Vous défendez, monsieur le rapporteur, la dernière ligne Maginot, et le système s'écroulera, car ce que souhaitent aujourd'hui nos concitoyens ce n'est pas posséder, mais écouter ou voir – même si certains utilisent parfois un support, numérique ou autre. Et l'on pourra bien harceler tous ceux qui téléchargent de la musique ou des films, ce n'est pas pour autant qu'ils iront plus souvent au cinéma ou qu'ils acquerront les supports physiques, car on touche là également à un problème économique.
À cet égard, pour un titre vendu 99 centimes, 2 centimes vont aux créateurs et 2 autres aux compositeurs. Si l'on met à part la TVA qui revient à l'État, à qui profite le delta sinon aux majors ? Tant que celles-ci ne consentiront pas des tarifs plus en rapport avec la réalité en proposant un prix correct à l'acquisition légale d'oeuvres, on ne pourra pas avancer.
La solution que nous proposons est la seule qui vaille à moyen et à long terme. On y viendra, plus vite que vous ne l'imaginez.
Concernant les oeuvres disparues, il est vrai que l'on est parfois bien content de pouvoir compter sur des enregistrements pirates de l'époque, ceux de la Callas, par exemple… Moi-même je n'ai pu me procurer une interview de l'écrivaine danoise Karen Blixen – dont le roman autobiographique a été adapté au cinéma sous le titre Out of Africa – qu'en la recopiant … (sourires).

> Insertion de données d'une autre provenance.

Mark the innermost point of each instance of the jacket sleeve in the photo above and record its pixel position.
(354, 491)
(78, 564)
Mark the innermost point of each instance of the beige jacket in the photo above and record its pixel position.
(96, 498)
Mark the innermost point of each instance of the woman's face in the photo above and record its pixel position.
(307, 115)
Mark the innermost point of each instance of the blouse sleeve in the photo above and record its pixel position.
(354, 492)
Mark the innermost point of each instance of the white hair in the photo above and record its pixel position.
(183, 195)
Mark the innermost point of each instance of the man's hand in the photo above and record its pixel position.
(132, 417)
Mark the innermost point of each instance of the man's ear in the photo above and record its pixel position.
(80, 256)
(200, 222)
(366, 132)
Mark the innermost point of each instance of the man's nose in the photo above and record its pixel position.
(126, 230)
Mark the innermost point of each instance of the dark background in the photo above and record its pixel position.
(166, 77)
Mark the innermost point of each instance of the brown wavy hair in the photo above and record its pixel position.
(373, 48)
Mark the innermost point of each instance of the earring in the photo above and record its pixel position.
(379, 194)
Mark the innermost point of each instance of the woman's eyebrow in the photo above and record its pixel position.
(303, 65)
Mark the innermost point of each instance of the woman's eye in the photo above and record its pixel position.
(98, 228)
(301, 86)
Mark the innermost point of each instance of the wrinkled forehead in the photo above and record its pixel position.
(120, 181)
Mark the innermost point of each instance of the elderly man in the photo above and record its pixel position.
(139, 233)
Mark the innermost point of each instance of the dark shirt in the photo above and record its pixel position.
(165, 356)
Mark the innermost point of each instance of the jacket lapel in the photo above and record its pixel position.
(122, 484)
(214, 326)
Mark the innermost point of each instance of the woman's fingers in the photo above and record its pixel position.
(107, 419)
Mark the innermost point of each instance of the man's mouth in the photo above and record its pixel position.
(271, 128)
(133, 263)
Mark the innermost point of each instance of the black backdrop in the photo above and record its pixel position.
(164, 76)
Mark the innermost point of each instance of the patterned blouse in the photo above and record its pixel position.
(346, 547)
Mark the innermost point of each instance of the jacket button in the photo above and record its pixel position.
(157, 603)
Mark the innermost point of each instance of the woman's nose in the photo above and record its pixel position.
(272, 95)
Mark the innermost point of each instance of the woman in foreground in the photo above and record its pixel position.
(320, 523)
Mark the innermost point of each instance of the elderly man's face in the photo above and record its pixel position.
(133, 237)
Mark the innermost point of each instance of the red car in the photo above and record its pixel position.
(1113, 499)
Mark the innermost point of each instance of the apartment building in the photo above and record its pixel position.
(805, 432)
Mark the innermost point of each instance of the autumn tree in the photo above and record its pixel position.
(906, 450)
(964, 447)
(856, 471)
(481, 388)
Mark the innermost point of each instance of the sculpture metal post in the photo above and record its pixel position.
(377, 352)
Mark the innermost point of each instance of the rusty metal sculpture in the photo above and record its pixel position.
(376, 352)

Pour autant, cela ne change rien à ma position de fond, car de tels enregistrements sont, pour la plupart, devenus légaux après avoir été rachetés. Certes, dans ce qui est ici un problème de société, nous sommes à la frontière, mais c'est bien pour cela que je tiens au troisième volet, celui de la concertation, afin de comprendre et de résoudre les questions qui se posent, en particulier en matière de rémunération.
La Commission rejette l'amendement AC 22.
La suite de la discussion du projet de loi est renvoyée à la prochaine séance, qui aura lieu à dix-sept heures trente.
La séance est levée à treize heures dix.